Of course, owning an inn is the last thing she wants right now, so Gabriela soon goes to New Zealand for taking care of the matter, but, not so surprisingly, the situation is not exactly ideal for her to say the least. When she finally arrives at a small remote town where the inn is located, she is horrified to discover how derelict it has been for years since the death of an old lady who managed it, and, needless to say, her first day at the inn is quite eventful for numerous reasons including one naughty stray goat inhabiting there.
Nevertheless, Gabriela is not daunted by this circumstance at all, so she soon embarks on planning the renovation of her inn, and she comes to get some help from a bunch of nice town people. For instance, there is an avuncular hardware store owner ready to supply anything requested by her, and then there is a cheerful lady running a local gardening shop, and there is also a delightful gay couple whose cafe/diner is one of the most popular spots in the town.
In case of a young contractor named Jake (Adam Demos), this handsome dude is surely the one whom Gabriela may really need more than anyone else for her renovation project, but she does not want to work with him much mainly because their Meet Cute moment was not so pleasant. She tries to avoid him as much as possible, but she only finds herself coming across him again and again because, well, they are in a pretty small town.
It is not much of a spoiler to tell you that 1) Gabriela eventually agrees to hire Jake, 2) he shows her what a nice guy he is besides the value of old things worthwhile to be preserved, and 3) she responds to him with growing affection while also coming to like the town far more than she ever imagined. These and other thing in the screenplay by Elizabeth Hackett and Hilary Galanoy are presented in very predictable ways, but the movie keeps the plot rolling under its lightweight mood, and it also manages to glide through several expected moments during its last act, where our heroine eventually has to make a couple of important decisions for what really matters to her most.
It surely helps that Christina Milian and Adam Demos are appealing in their likable performance while clicking well with each other on the screen.

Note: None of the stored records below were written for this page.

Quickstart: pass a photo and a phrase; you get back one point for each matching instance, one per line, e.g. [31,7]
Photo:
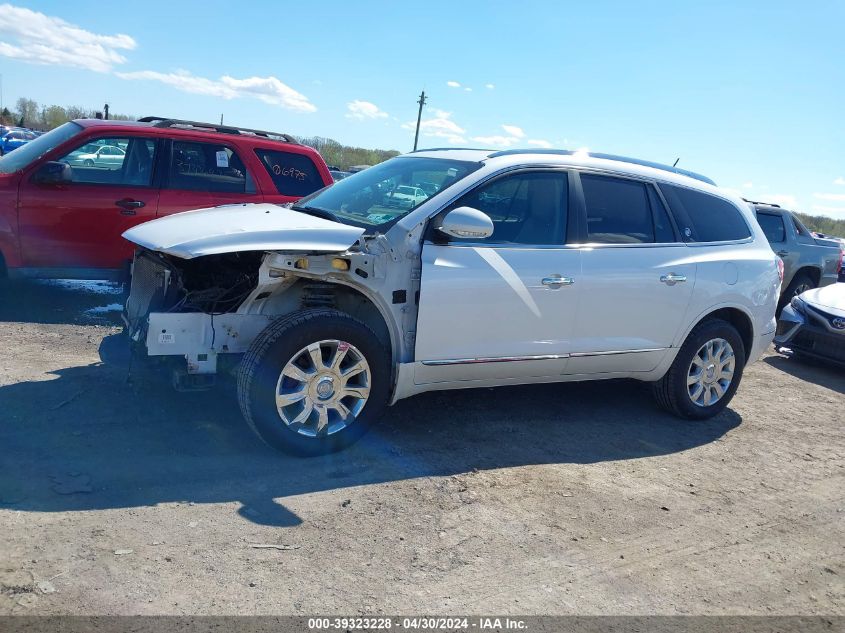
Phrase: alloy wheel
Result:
[323,388]
[711,372]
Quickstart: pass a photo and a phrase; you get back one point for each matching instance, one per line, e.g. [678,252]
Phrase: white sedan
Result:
[405,197]
[105,156]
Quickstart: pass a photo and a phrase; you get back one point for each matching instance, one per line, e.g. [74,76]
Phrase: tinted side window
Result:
[526,208]
[618,211]
[772,226]
[293,174]
[708,218]
[799,227]
[113,161]
[206,167]
[663,230]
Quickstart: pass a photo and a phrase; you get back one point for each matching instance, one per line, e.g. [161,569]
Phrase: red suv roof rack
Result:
[158,121]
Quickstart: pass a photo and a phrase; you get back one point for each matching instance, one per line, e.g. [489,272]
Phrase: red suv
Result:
[67,196]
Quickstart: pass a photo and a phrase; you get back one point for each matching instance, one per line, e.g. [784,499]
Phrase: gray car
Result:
[808,261]
[813,324]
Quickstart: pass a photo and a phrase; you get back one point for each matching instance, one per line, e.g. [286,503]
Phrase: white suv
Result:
[522,267]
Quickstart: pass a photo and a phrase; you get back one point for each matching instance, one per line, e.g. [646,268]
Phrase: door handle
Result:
[556,281]
[671,279]
[128,206]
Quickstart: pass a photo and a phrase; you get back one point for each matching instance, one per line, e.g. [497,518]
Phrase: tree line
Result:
[345,156]
[30,114]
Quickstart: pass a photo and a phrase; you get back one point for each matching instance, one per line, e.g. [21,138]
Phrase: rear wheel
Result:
[706,372]
[314,381]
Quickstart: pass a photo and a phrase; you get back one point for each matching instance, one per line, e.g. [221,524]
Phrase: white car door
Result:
[503,307]
[638,278]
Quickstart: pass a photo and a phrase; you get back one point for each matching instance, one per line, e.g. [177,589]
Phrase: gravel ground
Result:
[122,497]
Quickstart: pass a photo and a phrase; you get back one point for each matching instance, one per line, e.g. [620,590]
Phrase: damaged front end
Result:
[188,308]
[206,283]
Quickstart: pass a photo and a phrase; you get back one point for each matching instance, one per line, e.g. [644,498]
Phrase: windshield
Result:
[25,155]
[380,195]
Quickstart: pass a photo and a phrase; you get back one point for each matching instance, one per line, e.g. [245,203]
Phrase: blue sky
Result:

In addition to looking believable in their characters’ initial obliviousness to mutual attraction, they are also convincing as their characters tentatively get closer to each other later in the story, and their eventual romantic moments are beautifully accompanied with several crisp landscape shots provided by cinematographer Dave Garbett, which may make you want to travel to New Zealand someday.
Like any good romantic comedy films, the movie has a substantial amount of humor and personality, and that mainly comes from a number of colorful supporting characters, who are mostly broad archetypes but are amusing and lovable thanks to a bunch of solid supporting performers surrounding Milian and Demos. Ann Jullienne, Claire Chitham, Blair Strang, and William Walker have a fun with their respective roles, and the special mention goes to that goat in the film, which steals the show as required whenever it appears on the screen.
“Falling Inn Love” is directed by Roger Kumble, who debuted with “Crucial Intentions” (1999) 20 years ago. Although the overall result is a rather mild compared to the slick and trashy sexual tension of “Cruel Intentions”, Kumble did a competent job on the whole, and I was amused and entertained enough to accept those clichéd moments in the film. It is not something you must watch right now, but it will probably satisfy you if you just want to kill your free time on Sunday afternoon.